Mundo
Reino Unido abre bases aos EUA contra o Irã, mas nega estar em guerra
O primeiro-ministro britânico, Keir Starmer, indicou que não pretende entrar em um novo conflito prolongado ao lado dos norte-americanos, como ocorreu na guerra do Iraque
O Reino Unido negou nesta segunda-feira 2 estar “em guerra”, após uma base britânica no Chipre ser atacada por drones iranianos, depois que Londres autorizou Washington a usar seus complexos militares contra o Irã.
O presidente americano Donald Trump criticou o primeiro-ministro britânico, Keir Starmer, por ter demorado “demais” para permitir que os Estados Unidos utilizassem a base de Diego García, no oceano Índico. “Estamos muito decepcionados com Keir”, declarou ao jornal The Daily Telegraph.
Na noite de domingo, Starmer anunciou que aceitou o pedido americano para usar bases britânicas contra instalações de mísseis iranianas, entre elas o complexo estratégico de Diego García, no arquipélago de Chagos.
“O Reino Unido não está em guerra”, afirmou à BBC o secretário de Estado britânico para o Oriente Médio, Hamish Falconer. O governo trabalhista “decidiu deliberadamente não participar da primeira onda de ataques realizados pelos governos americano e israelense”, ressaltou.

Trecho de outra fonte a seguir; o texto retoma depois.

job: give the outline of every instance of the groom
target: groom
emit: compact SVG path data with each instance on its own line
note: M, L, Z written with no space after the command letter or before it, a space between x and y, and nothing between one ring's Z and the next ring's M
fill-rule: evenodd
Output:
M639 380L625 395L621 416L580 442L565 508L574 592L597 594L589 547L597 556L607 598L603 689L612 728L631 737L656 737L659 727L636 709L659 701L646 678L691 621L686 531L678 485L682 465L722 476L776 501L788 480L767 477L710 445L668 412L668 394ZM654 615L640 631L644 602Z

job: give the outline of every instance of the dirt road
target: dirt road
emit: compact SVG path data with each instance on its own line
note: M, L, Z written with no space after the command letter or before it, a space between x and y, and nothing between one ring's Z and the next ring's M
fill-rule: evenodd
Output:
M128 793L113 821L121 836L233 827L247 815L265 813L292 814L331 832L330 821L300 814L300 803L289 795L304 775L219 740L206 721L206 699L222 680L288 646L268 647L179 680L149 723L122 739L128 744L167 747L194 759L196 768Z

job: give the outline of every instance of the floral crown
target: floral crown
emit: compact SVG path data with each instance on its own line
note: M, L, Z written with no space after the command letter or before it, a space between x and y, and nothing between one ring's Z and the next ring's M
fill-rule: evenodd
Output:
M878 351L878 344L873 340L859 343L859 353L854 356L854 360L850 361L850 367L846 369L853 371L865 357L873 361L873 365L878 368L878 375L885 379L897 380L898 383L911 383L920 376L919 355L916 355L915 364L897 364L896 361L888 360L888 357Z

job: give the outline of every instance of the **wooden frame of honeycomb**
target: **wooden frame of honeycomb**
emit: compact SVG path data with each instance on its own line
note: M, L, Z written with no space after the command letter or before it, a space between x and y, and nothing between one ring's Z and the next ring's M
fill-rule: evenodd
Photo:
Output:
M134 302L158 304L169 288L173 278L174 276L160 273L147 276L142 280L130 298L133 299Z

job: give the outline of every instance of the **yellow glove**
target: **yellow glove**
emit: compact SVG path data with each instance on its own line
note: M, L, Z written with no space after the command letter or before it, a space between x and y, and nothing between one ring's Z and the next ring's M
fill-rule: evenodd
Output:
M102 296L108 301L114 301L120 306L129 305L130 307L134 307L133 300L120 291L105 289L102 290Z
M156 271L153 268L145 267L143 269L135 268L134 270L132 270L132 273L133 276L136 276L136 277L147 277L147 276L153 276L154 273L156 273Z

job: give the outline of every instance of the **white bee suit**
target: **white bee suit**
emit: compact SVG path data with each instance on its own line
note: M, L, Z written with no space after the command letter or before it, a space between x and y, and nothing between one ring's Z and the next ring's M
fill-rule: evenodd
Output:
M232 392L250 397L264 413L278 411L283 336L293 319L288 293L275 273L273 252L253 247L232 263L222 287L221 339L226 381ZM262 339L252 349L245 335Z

Mesmo assim, o jornal conservador The Daily Telegraph destacou em manchete: “Reino Unido apoia a guerra no Irã”. Starmer declarou que a autorização tem caráter “defensivo”.
“Legítima defesa”
Segundo o primeiro-ministro, a decisão busca “impedir que o Irã lance mísseis em toda a região, […] atacando países que não estão envolvidos”. “A base de nossa decisão é a legítima defesa de parceiros e aliados”, insistiu, afirmando que a posição é “conforme o direito internacional“. Ele reafirmou que Londres não participará “de ações ofensivas no Irã”.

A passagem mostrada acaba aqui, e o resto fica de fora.